I love reading interviews with Stephenie Meyer, here is one with her explaining why she wrote about Bree Tanner and why you should read the book before seeing the movie. (Don’t worry Stephenie, I intend to! lol) Enjoy!

Excerpts from a Q&A, released by publisher Little, Brown, with Stephenie Meyer about The Short Second Life of Bree Tanner.

Q: Bree only appears in a couple pages of Eclipse. What was it about the character that made you want to explore her story further?

A: In the beginning, I wasn’t fascinated specifically by Bree — it was the newborns in general. While I was writing Eclipse, there was a lot going on behind the scenes, of course, things Bella didn’t know about. Because I was focused on Bella, I couldn’t delve too deeply into the newborns’ story, however, there was always in my mind a general idea of what they were up to. I had to think about that while I was pacing the plot: Bella is at this point, the newborns are doing this. To keep it all straight, eventually I made a calendar of the months of May and June — which is all Eclipse deals with — and wrote down on each square what was going on with Bella that day and what was happening in Seattle. So the story of the newborns was always a big part of the story of Eclipse. And it made me kind of sad that there was no way to express any of that in the book.

Bree is the only newborn mentioned by name in Eclipse, the only newborn who has contact with the Cullens (aside from being killed by them), and the only newborn who encounters the Volturi in the clearing. She lives the longest, so she is the narrator who can tell the full story. She was a natural choice to chronicle the story of the newborns. Once I started writing from her perspective, she really came alive. So much so that, as the inevitable end got closer, it was really depressing going ahead. It was harder for me to kill Bree than any other fiction character I’ve ever killed, even though I was killing her for the second time. (Before Bree, the saddest was Walter in The Host.)

Q: Why do you feel it is important for people to read Bree’s story prior to the release of the Eclipse movie?

A: Eclipse is told from only Bella’s perspective. That has some limitations; when there is so much going on off-stage (so to speak), it leaves a lot of mysteries. The films have the advantage of seeing the story from outside of Bella’s head. The viewer can see things — like the wolves hunting Victoria in New Moon— that the reader only gets hints of. Of all the Twilight books, Eclipse has the most going on outside of Bella’s view. For the movie to work, we have to see and understand some of these things.

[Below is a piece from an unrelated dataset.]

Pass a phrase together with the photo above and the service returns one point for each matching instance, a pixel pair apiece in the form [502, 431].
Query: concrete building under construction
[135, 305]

Knowing that elements of Bree’s story were being incorporated into the movie, I hoped the story could somehow get out first. Personally, I always want to read a book before seeing the movie. I like to make my own mental pictures before someone else’s picture intrudes. Probably most of my readers don’t have the same hang-up, but for those who do, I wanted to give them the chance to create their own mental pictures of Bree and the gang.

Q: In which order would you recommend one read The Twilight Saga with the addition of The Short Second Life of Bree Tanner? Should they follow Eclipse with the novella or finish Breaking Dawn before cracking the pages of The Short Second Life of Bree Tanner?

A: If I were going to read the saga for the first time, I would probably read Bella’s story straight through before launching into other perspectives.

Q: Why did you choose the American Red Cross as your recipient charity for donations from the sale of The Short Second Life of Bree Tanner?

A: I was very moved by the outpouring of support after the disaster in Haiti. A lot of Twilight fan communities did fundraising effort, and I was so impressed by their efforts. I wanted to continue that movement. I think it’s important that we not quickly forget Haiti and Chile now that they’re no longer the focus of the media. It takes a very long time to recover from such devastation and they still need our help.